Participar en este Curso de Administradores fue una experiencia muy enriquecedora a nivel personal y profesional, y de una enorme utilidad en este momento de mi carrera.
Tradicionalmente, una formación es siempre sinónimo de un aprendizaje técnico, pero en este caso significó el aprendizaje más pormenorizado de herramientas indispensables para una mejor integración en la Congregación Religiosa Marista, habiendo también potenciado mis capacidades interpersonales. Este punto se manifestó de forma horizontal en la relación con los Administradores provenientes de las otras Provincias de la CME, que nos permitió crear y profundizar nuestra red de contactos y de compartir saberes. Pero también a un nivel vertical, en el acercamiento a los métodos e instrumentos para trabajar de acuerdo con la jerarquía específica de cada Colegio y de cada Provincia.
En suma, una formación de esta naturaleza nos permite de forma más intensa e incisiva el conocimiento de la realidad del mundo Marista; conocer nuevas personas; enterarnos de diversos temas y aprender diferentes métodos de trabajo, por los participantes que conocemos, amigos que conocemos, temas que tratamos o la flexibilidad que ganamos al colaborar con personas distintas, compartiendo puntos de vista sobre los mismos temas, lo cual nos enriquece a todos.
En cuando a perspectivas de futuro, esta formación fue muy importante en mi vida profesional. Me ayudó a mejorar en aspectos relacionados con la comunicación, la organización, la resiliencia y la humildad.

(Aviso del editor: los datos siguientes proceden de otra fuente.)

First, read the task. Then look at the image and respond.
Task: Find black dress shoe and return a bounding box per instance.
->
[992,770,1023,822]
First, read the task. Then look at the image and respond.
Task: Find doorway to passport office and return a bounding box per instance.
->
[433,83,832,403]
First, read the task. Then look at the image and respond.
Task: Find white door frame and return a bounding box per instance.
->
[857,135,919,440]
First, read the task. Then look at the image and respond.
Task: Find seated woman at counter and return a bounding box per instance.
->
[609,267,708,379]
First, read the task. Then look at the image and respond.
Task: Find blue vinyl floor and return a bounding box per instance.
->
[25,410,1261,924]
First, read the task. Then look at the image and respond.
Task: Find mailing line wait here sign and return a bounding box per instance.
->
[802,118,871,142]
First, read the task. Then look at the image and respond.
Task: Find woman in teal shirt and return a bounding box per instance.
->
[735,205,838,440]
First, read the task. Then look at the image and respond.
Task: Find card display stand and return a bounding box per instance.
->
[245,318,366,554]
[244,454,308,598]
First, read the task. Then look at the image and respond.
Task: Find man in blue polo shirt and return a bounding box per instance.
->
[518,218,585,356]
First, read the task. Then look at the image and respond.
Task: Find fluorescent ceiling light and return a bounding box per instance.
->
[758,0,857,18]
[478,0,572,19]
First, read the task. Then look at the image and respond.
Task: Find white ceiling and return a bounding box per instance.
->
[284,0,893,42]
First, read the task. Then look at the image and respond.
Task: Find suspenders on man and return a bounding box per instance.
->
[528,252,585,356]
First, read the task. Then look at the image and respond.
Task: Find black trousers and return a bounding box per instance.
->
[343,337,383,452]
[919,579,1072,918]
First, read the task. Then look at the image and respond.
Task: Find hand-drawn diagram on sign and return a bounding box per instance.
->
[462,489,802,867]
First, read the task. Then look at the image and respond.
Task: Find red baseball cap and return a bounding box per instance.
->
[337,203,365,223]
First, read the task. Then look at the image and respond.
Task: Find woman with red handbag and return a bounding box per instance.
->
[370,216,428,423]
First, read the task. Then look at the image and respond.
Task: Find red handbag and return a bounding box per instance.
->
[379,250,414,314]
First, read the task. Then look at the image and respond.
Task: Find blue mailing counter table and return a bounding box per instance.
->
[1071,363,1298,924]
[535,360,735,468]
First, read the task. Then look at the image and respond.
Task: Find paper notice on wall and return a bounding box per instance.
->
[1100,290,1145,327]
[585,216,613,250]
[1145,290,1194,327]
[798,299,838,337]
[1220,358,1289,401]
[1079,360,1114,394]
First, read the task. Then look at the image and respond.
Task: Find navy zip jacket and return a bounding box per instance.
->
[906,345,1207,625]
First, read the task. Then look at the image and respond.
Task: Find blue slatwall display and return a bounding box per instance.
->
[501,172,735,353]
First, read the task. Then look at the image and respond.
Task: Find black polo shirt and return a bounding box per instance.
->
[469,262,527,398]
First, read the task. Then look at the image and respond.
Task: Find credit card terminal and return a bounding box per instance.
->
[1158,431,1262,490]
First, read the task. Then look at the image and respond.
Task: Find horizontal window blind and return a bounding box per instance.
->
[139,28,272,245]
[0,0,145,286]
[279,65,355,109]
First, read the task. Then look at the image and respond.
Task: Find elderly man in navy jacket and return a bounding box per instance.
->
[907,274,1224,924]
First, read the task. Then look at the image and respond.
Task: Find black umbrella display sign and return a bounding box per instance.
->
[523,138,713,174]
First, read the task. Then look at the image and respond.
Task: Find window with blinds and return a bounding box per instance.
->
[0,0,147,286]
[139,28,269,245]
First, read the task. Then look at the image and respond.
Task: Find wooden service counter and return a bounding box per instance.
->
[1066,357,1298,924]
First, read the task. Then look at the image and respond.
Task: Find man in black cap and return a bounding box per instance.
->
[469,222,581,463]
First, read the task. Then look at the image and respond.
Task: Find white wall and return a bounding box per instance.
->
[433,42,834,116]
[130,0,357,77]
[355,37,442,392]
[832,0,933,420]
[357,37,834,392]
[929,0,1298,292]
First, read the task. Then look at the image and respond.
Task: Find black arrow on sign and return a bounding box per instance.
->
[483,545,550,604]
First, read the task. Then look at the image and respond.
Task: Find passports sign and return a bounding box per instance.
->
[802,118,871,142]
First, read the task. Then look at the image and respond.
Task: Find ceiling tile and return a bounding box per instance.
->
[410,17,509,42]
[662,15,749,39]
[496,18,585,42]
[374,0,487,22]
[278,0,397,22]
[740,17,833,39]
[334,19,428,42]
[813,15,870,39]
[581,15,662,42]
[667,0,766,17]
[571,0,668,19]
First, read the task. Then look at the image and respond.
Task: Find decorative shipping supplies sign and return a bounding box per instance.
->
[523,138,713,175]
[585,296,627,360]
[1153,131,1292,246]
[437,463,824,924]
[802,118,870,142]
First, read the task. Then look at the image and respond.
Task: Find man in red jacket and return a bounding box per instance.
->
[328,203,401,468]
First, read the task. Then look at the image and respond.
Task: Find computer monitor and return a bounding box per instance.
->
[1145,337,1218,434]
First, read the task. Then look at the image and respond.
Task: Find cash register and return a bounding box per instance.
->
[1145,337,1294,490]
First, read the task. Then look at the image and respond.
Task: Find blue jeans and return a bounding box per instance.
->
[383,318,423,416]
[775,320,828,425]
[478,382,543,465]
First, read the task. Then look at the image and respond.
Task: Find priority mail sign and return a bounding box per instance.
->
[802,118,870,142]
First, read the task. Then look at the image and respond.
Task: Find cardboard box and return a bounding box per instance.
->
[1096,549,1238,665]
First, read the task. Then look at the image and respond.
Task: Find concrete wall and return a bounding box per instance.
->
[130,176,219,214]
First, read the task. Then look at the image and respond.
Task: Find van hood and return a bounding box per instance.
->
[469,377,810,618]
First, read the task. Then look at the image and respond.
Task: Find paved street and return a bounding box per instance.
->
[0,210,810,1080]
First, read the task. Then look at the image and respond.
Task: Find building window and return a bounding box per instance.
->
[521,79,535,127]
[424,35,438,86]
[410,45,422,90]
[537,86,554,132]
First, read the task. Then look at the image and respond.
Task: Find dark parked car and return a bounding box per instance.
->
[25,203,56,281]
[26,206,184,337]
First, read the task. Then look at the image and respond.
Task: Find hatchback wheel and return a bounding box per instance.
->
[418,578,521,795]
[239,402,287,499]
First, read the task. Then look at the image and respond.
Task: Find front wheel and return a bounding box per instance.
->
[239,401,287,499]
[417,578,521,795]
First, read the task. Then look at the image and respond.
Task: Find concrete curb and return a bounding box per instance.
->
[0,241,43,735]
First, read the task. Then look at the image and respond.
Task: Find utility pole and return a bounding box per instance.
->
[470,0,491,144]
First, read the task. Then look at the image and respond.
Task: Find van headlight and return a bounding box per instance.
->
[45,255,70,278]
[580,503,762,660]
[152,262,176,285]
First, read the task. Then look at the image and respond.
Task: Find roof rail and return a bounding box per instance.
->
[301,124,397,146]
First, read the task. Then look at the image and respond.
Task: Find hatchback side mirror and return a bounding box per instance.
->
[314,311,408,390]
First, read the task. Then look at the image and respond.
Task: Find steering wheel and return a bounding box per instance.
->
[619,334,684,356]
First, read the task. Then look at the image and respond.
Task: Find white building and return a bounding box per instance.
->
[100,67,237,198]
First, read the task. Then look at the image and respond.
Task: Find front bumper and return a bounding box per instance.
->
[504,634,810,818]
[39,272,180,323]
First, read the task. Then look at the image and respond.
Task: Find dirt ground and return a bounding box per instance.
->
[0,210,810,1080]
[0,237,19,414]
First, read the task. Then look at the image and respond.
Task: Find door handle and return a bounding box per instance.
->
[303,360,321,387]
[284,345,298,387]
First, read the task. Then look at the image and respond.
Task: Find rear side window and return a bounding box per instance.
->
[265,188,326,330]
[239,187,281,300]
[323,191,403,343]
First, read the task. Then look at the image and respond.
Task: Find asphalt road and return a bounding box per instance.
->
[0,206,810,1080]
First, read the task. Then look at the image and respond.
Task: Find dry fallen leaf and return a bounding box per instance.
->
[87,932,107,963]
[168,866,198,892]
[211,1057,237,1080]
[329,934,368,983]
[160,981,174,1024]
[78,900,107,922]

Por último, un apunte importante, para reiterar la presencia colaboradora y amiga, así como el empeño de mis compañeros Administradores, que fueron siempre muy cordiales y acogedores, durante los cinco días de trabajo y compartir, en los que era yo en único Portugués en Madrid, en un grupo de 24 Administradores Españoles.
Fue, sin duda, una experiencia impactante a todos los niveles, de la cual guardo muy buenos recuerdos, por lo que creo que debe ser una formación fundamental para cualquier Administrador Marista.

Manuel Meixa. Colegio Carcavelos. Parede. Prov. Compostela. 



Autor foto: 
José María Martín
Pie de foto: 
Participantes de la Provincia de Compostela en la acción formativa de Administración.